Workers walk to work during the morning rush hour in the financial district of Canary Wharf in London, Britain, January 26, 2017. REUTERS/Eddie Keogh
Average weekly earnings, including bonuses, rose by 3.4 percent on the year, the Office for National Statistics said on Tuesday, the biggest rise since mid-2008 and beating the average forecast of 3.3 percent in a Reuters poll of economists.
After adjusting for inflation, total pay rose at the fastest pace in two years, but Britons are still earning less in real terms than they were before the financial crisis.
The ONS said the number of people in work increased in the three months to November by the largest amount in seven months, although it is unclear if businesses will maintain hiring at this pace as uncertainty around Brexit mounts.
With little time left until Britain is due to leave the EU on March 29, there is no agreement in London on how it should exit the world’s biggest trading bloc, and a growing chance of a ‘no-deal’ exit with no provision to soften the economic shock.
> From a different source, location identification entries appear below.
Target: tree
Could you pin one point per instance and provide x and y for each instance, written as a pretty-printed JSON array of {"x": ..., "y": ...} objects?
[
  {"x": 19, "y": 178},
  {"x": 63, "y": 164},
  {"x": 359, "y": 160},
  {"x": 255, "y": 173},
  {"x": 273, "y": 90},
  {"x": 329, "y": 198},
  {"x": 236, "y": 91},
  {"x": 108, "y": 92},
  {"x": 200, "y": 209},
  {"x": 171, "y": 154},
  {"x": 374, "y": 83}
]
“The UK’s robust labor market continues to provide much-needed buoyancy for the economy in a period of stress,” said Tej Parikh, senior economist at the Institute of Directors.
Sterling rose against the euro and the U.S. dollar on the figures. Although the labor market is regarded as a lagging indicator of the economy, Tuesday’s figures are likely to hearten Britain’s economic policymakers.
The International Monetary Fund predicted modest growth for Britain’s economy this year and – broadly in line with France and Germany – if a no-deal Brexit can be avoided.
Assuming a relatively smooth transition, the Bank of England has said it will need to raise interest rates gradually to offset inflation pressures from the labor market.
With unemployment at close to its lowest level since the 1970s at 4.0 percent in the three months to November, employers have begun raising pay for staff more quickly.
Excluding bonuses, earnings rose by an annual 3.3 percent in the three months to November, matching October’s pace, the ONS said.
The number of people in work rose by 141,000 in the three months to November, above all forecasts in a Reuters poll that had pointed to a rise of 85,000 and taking the proportion of working-age Britons with a job to a record 75.8 percent.
Separate figures from the ONS showed British government borrowing came in higher than expected in December at 2.976 billion pounds ($3.8 billion), compared with forecasts for borrowing of 1.9 billion pounds, largely reflecting higher European Union budget contributions.